Baron Oteli’nin geleceği belirsiz; ancak binanın otel fonksiyonu maalesef son buldu. Bu efsanevi otel tam yüz yıl boyunca ayakta kaldı. Büyükbabam ve kardeşi binayı 1909 yılında inşa etmeye başlamıştı. Otel, kapılarını 1911 yılının Kasım ayında ziyaretçilere açtı ve 2011 yılına kadar faaliyetlerine devam etti. Dolayısıyla Baron Oteli’nin uzunca bir misafirperverlik geçmişi var.
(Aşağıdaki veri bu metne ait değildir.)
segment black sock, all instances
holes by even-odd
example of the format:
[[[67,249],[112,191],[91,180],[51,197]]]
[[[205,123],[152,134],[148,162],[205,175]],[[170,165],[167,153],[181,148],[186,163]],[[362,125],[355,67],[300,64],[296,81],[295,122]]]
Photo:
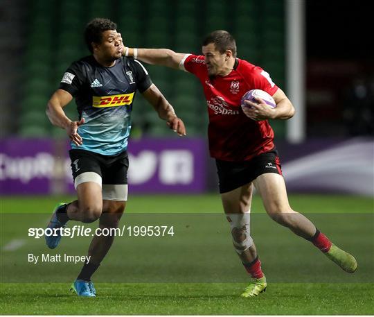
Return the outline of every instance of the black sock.
[[[57,220],[62,223],[66,223],[69,219],[67,215],[67,207],[69,204],[63,205],[60,207],[56,212],[56,217]]]
[[[242,262],[242,263],[243,264],[243,265],[246,268],[250,268],[251,266],[252,266],[257,262],[257,260],[258,260],[258,256],[256,256],[256,259],[254,260],[253,260],[251,262],[249,262],[249,263]]]
[[[87,282],[91,281],[91,277],[99,266],[100,264],[95,264],[94,263],[84,263],[77,280],[82,280]]]

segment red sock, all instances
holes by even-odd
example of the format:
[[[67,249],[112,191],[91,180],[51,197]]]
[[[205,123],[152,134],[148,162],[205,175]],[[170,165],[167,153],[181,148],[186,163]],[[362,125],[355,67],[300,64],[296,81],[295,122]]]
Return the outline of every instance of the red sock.
[[[254,261],[249,264],[244,264],[243,265],[247,271],[251,274],[252,278],[261,278],[264,276],[264,273],[261,270],[261,262],[258,258],[256,258]]]
[[[311,241],[323,253],[328,252],[332,244],[328,238],[322,232],[320,232],[318,229]]]

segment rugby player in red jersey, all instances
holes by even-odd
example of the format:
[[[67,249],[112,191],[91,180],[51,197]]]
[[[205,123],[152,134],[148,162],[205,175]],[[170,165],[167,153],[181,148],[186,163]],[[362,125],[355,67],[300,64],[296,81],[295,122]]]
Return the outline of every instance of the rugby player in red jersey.
[[[346,272],[356,271],[357,262],[351,255],[332,244],[309,219],[290,206],[274,131],[267,119],[288,119],[295,112],[294,106],[269,74],[236,57],[235,42],[230,33],[215,31],[209,34],[203,42],[202,55],[165,49],[127,47],[124,52],[149,64],[192,73],[200,80],[209,115],[209,148],[216,160],[223,208],[234,248],[253,278],[242,296],[256,296],[267,287],[250,234],[253,186],[272,219],[310,241]],[[271,95],[276,108],[257,98],[258,104],[246,101],[249,107],[243,110],[241,97],[254,89]]]

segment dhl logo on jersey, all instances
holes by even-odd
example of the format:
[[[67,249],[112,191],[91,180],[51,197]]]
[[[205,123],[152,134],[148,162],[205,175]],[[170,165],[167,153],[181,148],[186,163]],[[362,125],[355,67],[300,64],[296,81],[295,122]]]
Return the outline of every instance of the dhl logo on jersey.
[[[125,94],[114,94],[112,96],[92,97],[92,106],[95,108],[119,107],[130,105],[134,98],[134,92]]]

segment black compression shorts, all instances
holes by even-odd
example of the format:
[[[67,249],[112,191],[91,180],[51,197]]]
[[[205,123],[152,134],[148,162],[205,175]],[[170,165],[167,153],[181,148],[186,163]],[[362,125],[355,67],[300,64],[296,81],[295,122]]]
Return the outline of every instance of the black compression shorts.
[[[249,161],[215,160],[220,181],[220,193],[227,193],[256,180],[266,173],[282,175],[278,152],[272,150],[260,154]]]

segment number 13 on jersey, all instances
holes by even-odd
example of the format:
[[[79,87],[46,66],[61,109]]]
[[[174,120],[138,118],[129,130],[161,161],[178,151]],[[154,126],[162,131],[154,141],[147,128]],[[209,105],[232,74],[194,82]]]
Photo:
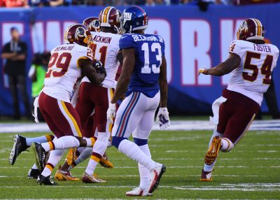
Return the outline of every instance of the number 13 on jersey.
[[[162,62],[160,44],[158,43],[153,43],[150,47],[149,47],[148,43],[144,43],[141,46],[141,50],[144,51],[144,53],[145,64],[141,69],[141,73],[151,73],[151,71],[153,71],[153,73],[159,73],[160,71],[160,66],[162,65]],[[150,62],[150,50],[151,52],[156,52],[158,51],[158,54],[155,55],[155,60],[151,58],[152,61]]]

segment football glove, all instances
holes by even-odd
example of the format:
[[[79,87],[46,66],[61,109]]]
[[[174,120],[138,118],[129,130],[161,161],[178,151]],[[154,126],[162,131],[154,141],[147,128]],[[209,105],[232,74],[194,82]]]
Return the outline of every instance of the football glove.
[[[165,129],[170,126],[169,113],[167,108],[160,108],[155,122],[160,124],[160,129]]]
[[[105,67],[103,66],[102,63],[100,61],[97,61],[93,64],[93,67],[98,73],[104,73],[106,76]]]
[[[202,67],[198,70],[198,76],[200,75],[200,73],[203,73],[205,75],[208,75],[208,69],[206,67]]]
[[[107,110],[107,120],[113,124],[113,118],[115,117],[115,103],[109,103],[109,108]]]

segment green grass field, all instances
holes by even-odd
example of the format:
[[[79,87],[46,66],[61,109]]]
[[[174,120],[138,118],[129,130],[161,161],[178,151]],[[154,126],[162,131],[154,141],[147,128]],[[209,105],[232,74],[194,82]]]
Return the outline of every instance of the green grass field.
[[[42,134],[22,134],[35,136]],[[153,131],[150,148],[153,158],[167,165],[156,199],[279,199],[280,135],[277,131],[249,131],[229,153],[220,153],[214,181],[199,181],[211,131]],[[0,198],[5,199],[124,199],[128,190],[138,185],[137,165],[114,148],[108,155],[112,169],[98,167],[96,173],[104,184],[59,182],[41,186],[28,180],[34,164],[32,152],[24,152],[14,166],[8,157],[13,134],[1,134]],[[88,162],[72,171],[80,177]],[[54,173],[55,173],[55,170]]]

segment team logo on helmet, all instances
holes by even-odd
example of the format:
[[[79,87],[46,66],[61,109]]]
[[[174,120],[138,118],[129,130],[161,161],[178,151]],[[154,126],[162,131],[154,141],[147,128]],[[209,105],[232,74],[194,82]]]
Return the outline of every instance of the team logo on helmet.
[[[86,38],[87,35],[85,34],[85,30],[83,27],[78,27],[76,29],[75,33],[75,39],[78,40],[79,38]]]
[[[249,18],[240,25],[237,38],[239,40],[263,40],[265,30],[258,19]]]

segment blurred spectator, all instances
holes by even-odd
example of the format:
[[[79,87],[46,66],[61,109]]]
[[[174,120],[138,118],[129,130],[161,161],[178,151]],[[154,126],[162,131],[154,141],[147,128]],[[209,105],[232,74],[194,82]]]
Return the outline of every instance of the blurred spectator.
[[[7,8],[29,7],[27,0],[0,0],[0,6]]]
[[[4,73],[8,76],[8,83],[13,97],[14,119],[20,119],[18,87],[22,94],[26,115],[31,117],[29,101],[25,83],[25,61],[27,54],[26,43],[20,40],[20,33],[15,27],[10,29],[12,40],[2,50],[2,59],[6,59]]]
[[[65,1],[68,2],[68,1]],[[28,0],[30,6],[57,6],[64,5],[64,0]],[[69,3],[67,3],[69,4]]]
[[[103,0],[72,0],[73,5],[102,6]]]
[[[146,0],[146,6],[155,6],[155,1],[153,0]]]

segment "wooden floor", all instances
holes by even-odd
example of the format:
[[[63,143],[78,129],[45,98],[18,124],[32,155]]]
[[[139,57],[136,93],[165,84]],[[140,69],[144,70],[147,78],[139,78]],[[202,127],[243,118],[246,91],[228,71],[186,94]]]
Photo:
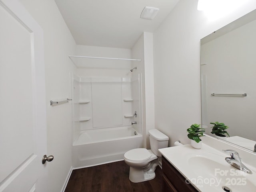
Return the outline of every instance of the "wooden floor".
[[[162,191],[162,170],[159,166],[154,179],[137,183],[129,180],[129,168],[122,161],[73,170],[65,192]]]

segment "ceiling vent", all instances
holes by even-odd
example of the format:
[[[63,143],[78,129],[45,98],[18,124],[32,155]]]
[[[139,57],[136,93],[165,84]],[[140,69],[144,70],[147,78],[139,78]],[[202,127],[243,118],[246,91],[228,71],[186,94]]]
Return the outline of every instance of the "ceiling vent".
[[[140,18],[146,20],[153,20],[157,15],[159,10],[158,8],[145,7],[140,14]]]

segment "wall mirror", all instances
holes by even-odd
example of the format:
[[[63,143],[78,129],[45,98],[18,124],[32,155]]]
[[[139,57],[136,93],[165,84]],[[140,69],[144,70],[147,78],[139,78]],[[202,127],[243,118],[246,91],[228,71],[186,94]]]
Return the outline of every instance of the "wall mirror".
[[[254,150],[256,144],[256,10],[201,39],[202,125],[223,123],[222,139]]]

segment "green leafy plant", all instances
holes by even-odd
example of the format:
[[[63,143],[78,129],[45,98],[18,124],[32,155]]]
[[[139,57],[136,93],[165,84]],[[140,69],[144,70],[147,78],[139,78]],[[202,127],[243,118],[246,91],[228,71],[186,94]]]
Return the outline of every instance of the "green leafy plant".
[[[200,125],[198,124],[193,124],[190,126],[190,128],[187,129],[187,132],[188,132],[188,137],[196,143],[199,143],[201,141],[200,137],[204,136],[204,132],[205,131],[204,128],[200,128]]]
[[[230,137],[229,134],[225,131],[226,129],[228,128],[226,125],[225,125],[223,123],[219,123],[218,121],[216,122],[211,122],[210,124],[214,125],[212,128],[212,131],[211,132],[211,133],[215,134],[217,136],[219,137],[226,137],[225,135],[226,134],[228,137]]]

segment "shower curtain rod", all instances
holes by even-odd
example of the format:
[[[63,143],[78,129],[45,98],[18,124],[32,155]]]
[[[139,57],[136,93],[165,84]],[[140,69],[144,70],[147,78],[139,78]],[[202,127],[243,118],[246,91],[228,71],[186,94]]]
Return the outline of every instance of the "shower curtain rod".
[[[141,59],[122,59],[122,58],[114,58],[110,57],[88,57],[88,56],[78,56],[75,55],[68,55],[68,57],[78,57],[82,58],[90,58],[90,59],[116,59],[118,60],[129,60],[129,61],[141,61]]]

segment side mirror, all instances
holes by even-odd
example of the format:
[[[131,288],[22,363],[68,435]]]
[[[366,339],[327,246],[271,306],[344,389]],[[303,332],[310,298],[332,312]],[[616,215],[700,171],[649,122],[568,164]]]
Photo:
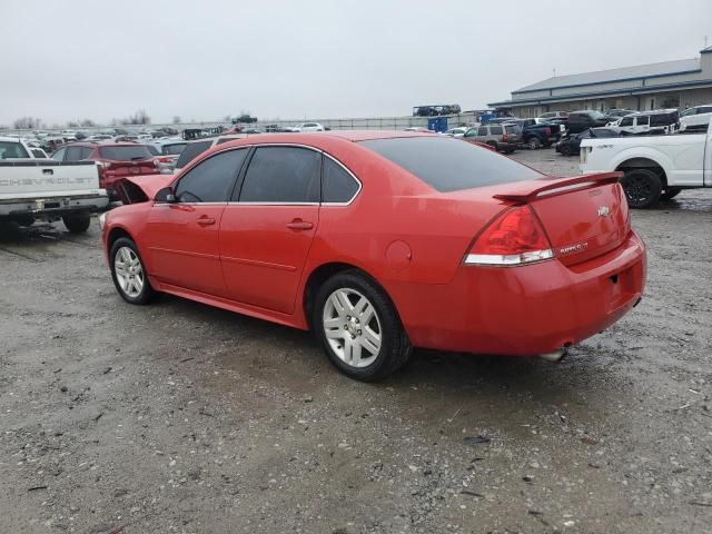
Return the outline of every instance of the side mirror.
[[[178,199],[176,198],[176,194],[174,192],[174,189],[170,186],[159,189],[154,200],[156,200],[157,202],[165,202],[165,204],[175,204],[178,201]]]

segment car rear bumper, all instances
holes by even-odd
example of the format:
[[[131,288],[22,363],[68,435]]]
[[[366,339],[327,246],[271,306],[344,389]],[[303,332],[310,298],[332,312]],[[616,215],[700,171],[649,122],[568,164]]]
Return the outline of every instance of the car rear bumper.
[[[640,301],[645,278],[645,245],[631,231],[615,250],[575,266],[463,266],[446,285],[397,287],[394,300],[415,346],[534,356],[617,322]]]

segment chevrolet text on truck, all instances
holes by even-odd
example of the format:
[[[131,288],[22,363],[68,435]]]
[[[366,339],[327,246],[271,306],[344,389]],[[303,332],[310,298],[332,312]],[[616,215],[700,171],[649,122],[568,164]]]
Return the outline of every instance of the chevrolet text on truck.
[[[712,123],[700,134],[584,139],[581,170],[622,171],[632,208],[651,208],[683,189],[712,187]]]
[[[29,226],[62,219],[69,231],[86,231],[91,214],[109,204],[97,165],[31,155],[23,141],[0,137],[0,221]]]

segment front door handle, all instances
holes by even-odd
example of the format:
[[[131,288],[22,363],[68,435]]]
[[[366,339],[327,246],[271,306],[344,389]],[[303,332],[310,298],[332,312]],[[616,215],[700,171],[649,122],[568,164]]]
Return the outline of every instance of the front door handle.
[[[310,230],[314,225],[307,220],[294,219],[291,222],[287,222],[287,228],[291,230]]]

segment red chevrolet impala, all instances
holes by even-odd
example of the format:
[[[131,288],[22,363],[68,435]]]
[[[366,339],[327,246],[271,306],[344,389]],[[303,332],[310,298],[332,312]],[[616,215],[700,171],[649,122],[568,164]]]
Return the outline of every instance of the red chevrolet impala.
[[[552,178],[458,139],[268,134],[130,181],[101,219],[125,300],[310,328],[360,380],[414,346],[557,359],[645,285],[619,174]]]

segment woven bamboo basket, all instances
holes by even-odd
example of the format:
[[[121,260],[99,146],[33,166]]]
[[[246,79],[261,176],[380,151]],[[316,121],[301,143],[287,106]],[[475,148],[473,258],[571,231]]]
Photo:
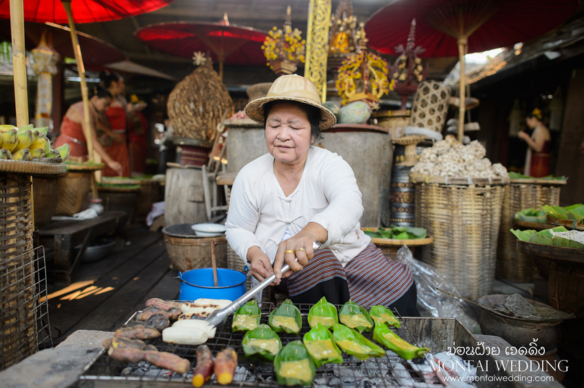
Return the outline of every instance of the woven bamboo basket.
[[[38,348],[32,210],[30,176],[0,174],[0,370]]]
[[[515,228],[515,213],[542,205],[559,205],[560,189],[565,180],[511,180],[503,191],[503,206],[495,275],[515,282],[532,282],[537,268],[530,256],[517,252],[517,238],[509,232]]]
[[[478,182],[416,186],[416,226],[434,239],[422,248],[422,260],[475,300],[493,289],[503,199],[502,185]]]

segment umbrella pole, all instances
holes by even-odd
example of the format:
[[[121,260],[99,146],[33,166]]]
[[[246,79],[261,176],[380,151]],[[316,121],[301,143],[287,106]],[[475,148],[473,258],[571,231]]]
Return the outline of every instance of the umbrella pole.
[[[464,84],[464,54],[467,53],[467,37],[463,36],[458,38],[458,60],[460,62],[460,80],[458,83],[460,105],[458,108],[458,141],[462,143],[462,136],[464,135],[464,93],[466,86]]]
[[[93,138],[91,134],[91,120],[89,117],[89,98],[87,93],[87,83],[85,82],[85,66],[83,66],[83,58],[81,56],[81,48],[79,47],[79,41],[77,40],[77,31],[75,29],[75,22],[73,20],[73,12],[71,10],[70,0],[62,1],[63,8],[67,12],[67,19],[69,20],[69,27],[71,30],[71,41],[73,43],[73,51],[75,53],[75,60],[77,62],[77,72],[81,80],[81,97],[83,99],[83,119],[85,125],[82,125],[85,135],[85,141],[87,142],[87,154],[90,159],[95,159],[93,155]],[[95,179],[95,175],[93,176]],[[98,198],[98,188],[94,182],[91,183],[91,194],[93,198]]]
[[[12,34],[12,66],[14,72],[16,126],[23,127],[28,124],[29,118],[23,0],[10,0],[10,28]]]

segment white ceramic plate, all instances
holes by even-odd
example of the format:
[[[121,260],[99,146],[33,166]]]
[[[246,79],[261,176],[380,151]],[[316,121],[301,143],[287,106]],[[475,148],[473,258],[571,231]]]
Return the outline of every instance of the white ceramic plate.
[[[225,226],[221,223],[195,223],[190,228],[195,234],[202,237],[215,237],[225,233]]]

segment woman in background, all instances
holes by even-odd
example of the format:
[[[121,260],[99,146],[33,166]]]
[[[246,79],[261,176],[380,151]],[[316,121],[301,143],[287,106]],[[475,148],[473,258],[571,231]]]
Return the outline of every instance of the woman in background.
[[[122,165],[122,176],[130,176],[130,156],[128,152],[126,132],[128,128],[128,103],[122,93],[126,88],[124,80],[115,73],[103,71],[100,74],[102,86],[112,96],[112,101],[104,114],[100,117],[100,142],[108,154]],[[103,176],[118,174],[106,167]]]
[[[108,155],[96,135],[98,115],[105,111],[109,106],[111,103],[111,94],[101,86],[98,86],[93,91],[93,95],[89,99],[89,120],[91,128],[89,128],[89,132],[92,135],[93,148],[102,157],[102,160],[107,167],[119,175],[122,173],[122,165]],[[84,119],[83,101],[79,101],[71,105],[63,117],[60,134],[55,141],[54,148],[67,143],[71,147],[69,158],[72,159],[76,158],[79,161],[85,162],[87,158],[87,144],[83,132],[84,126],[85,126],[85,120]]]
[[[518,136],[527,143],[524,174],[533,178],[550,175],[550,130],[541,122],[541,111],[537,108],[526,118],[527,126],[533,130],[531,136],[523,131]]]

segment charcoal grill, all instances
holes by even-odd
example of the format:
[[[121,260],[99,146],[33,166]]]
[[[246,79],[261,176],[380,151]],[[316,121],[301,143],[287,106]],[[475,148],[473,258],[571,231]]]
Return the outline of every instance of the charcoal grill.
[[[282,345],[297,339],[302,340],[310,327],[307,316],[311,306],[299,305],[302,315],[302,330],[299,335],[278,333]],[[337,306],[337,309],[340,306]],[[269,313],[275,306],[272,304],[264,303],[262,306],[261,323],[268,323]],[[137,313],[130,319],[135,319]],[[456,319],[453,318],[402,318],[402,326],[396,333],[405,340],[415,343],[423,347],[431,349],[434,354],[445,352],[449,346],[456,343],[456,346],[476,347],[476,339]],[[214,338],[210,339],[206,344],[213,354],[216,354],[226,346],[232,347],[237,352],[238,369],[233,383],[230,387],[260,387],[271,388],[278,385],[273,363],[265,361],[250,359],[245,356],[241,346],[244,332],[232,332],[232,315],[217,327]],[[363,332],[363,335],[372,339],[372,333]],[[416,337],[417,338],[413,338]],[[188,359],[192,365],[196,363],[196,346],[166,343],[161,338],[147,341],[161,352],[168,352]],[[422,377],[418,376],[403,360],[391,351],[387,351],[383,357],[372,357],[362,361],[343,353],[342,364],[326,364],[317,368],[313,387],[315,388],[354,387],[354,388],[395,388],[400,384],[392,375],[393,365],[401,363],[407,369],[410,376],[416,382],[416,387],[440,388],[444,385],[434,377],[434,384],[425,385]],[[484,356],[486,358],[488,356]],[[465,359],[465,356],[462,356]],[[469,360],[477,361],[477,356],[469,356]],[[423,359],[420,360],[423,362]],[[242,368],[245,368],[243,369]],[[105,350],[102,350],[96,359],[85,368],[80,376],[78,387],[80,388],[129,388],[140,387],[170,387],[190,388],[192,387],[192,371],[185,375],[170,372],[168,370],[155,367],[148,363],[127,364],[114,360],[107,356]],[[214,378],[205,383],[204,387],[222,387]],[[493,386],[492,384],[478,384],[478,387]],[[521,386],[521,384],[517,386]],[[229,387],[229,386],[228,386]]]

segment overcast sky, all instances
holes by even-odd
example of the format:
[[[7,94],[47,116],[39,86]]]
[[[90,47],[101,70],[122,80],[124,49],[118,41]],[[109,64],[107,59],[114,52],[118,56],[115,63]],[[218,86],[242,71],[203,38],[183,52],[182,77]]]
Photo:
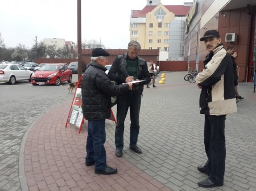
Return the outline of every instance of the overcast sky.
[[[161,0],[164,5],[193,0]],[[96,40],[106,48],[126,49],[131,10],[142,10],[146,0],[81,0],[82,41]],[[44,39],[77,43],[77,1],[2,0],[0,33],[7,47],[30,48]]]

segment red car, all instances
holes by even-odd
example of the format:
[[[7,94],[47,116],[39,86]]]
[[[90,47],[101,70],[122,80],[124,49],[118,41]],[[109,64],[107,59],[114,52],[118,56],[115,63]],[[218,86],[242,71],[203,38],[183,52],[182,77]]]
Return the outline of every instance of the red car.
[[[72,82],[72,73],[64,63],[47,63],[36,70],[31,76],[33,86],[56,84],[63,82]]]

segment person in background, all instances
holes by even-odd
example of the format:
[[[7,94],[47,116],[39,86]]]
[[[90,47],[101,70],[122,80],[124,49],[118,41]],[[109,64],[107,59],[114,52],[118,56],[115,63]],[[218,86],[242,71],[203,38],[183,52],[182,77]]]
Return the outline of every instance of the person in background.
[[[156,87],[156,86],[155,86],[155,74],[154,73],[154,70],[155,68],[155,64],[152,61],[151,61],[148,62],[147,64],[147,69],[148,70],[148,71],[150,73],[150,77],[152,78],[152,83],[153,84],[153,87]],[[148,86],[148,84],[147,84],[147,88],[149,88],[150,87]]]
[[[243,97],[241,97],[239,94],[238,91],[237,90],[237,85],[238,84],[238,76],[237,75],[237,63],[236,62],[236,59],[237,59],[237,52],[236,51],[233,51],[233,53],[231,54],[231,58],[232,58],[232,62],[233,62],[233,66],[234,68],[234,86],[235,86],[235,94],[236,94],[236,99],[239,99],[240,100],[242,100],[243,99]]]
[[[111,96],[131,90],[133,84],[115,85],[105,71],[109,53],[101,48],[92,50],[92,62],[85,70],[81,82],[82,109],[88,121],[85,165],[95,164],[96,174],[112,175],[117,169],[106,164],[105,120],[110,117]]]
[[[198,182],[210,188],[224,185],[226,160],[225,121],[226,115],[237,112],[234,73],[230,56],[221,44],[218,31],[209,30],[200,39],[209,54],[204,60],[204,69],[196,78],[201,89],[199,105],[204,114],[204,146],[208,160],[197,169],[209,177]]]
[[[138,56],[141,51],[141,45],[135,41],[128,44],[128,52],[118,56],[108,74],[112,80],[118,84],[133,80],[143,80],[133,84],[133,90],[117,96],[117,125],[115,126],[115,155],[123,155],[123,131],[125,120],[128,108],[130,108],[131,125],[130,127],[130,149],[134,152],[141,154],[141,148],[137,146],[139,132],[139,111],[144,84],[150,82],[150,75],[147,70],[146,61]]]

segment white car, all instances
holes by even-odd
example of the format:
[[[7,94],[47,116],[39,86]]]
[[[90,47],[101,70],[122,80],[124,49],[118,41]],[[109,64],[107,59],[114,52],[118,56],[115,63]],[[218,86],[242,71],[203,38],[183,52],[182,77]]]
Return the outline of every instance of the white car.
[[[30,82],[32,71],[27,70],[22,65],[16,63],[0,64],[0,82],[7,82],[14,84],[20,80]]]
[[[106,67],[106,70],[105,72],[106,74],[108,74],[108,73],[109,73],[109,70],[110,70],[110,67],[111,66],[112,66],[112,65],[106,65],[105,66],[105,67]]]

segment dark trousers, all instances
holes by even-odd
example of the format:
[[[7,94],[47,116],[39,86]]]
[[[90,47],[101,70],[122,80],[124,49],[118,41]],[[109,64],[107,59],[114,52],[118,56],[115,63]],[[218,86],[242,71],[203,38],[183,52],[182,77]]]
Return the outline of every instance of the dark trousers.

Ermeni Soykırımı da dahil, çok farklı dönemlerde ve zorlu koşullar altında yaşamına devam etti. Ancak maalesef artık bu serüvenin sonuna geldik. Bugünkü iklim, beni ya da kız kardeşlerimi Halep’e geri dönüp otele sahip çıkmamız ve onu yeniden canlandırmamız konusunda cesaretlendirmiyor.
Son zamanlarda otelin mültecilere sığınak olduğu yönünde haberler vardı. Bu doğru mu? Otelde bugün kimler kalıyor?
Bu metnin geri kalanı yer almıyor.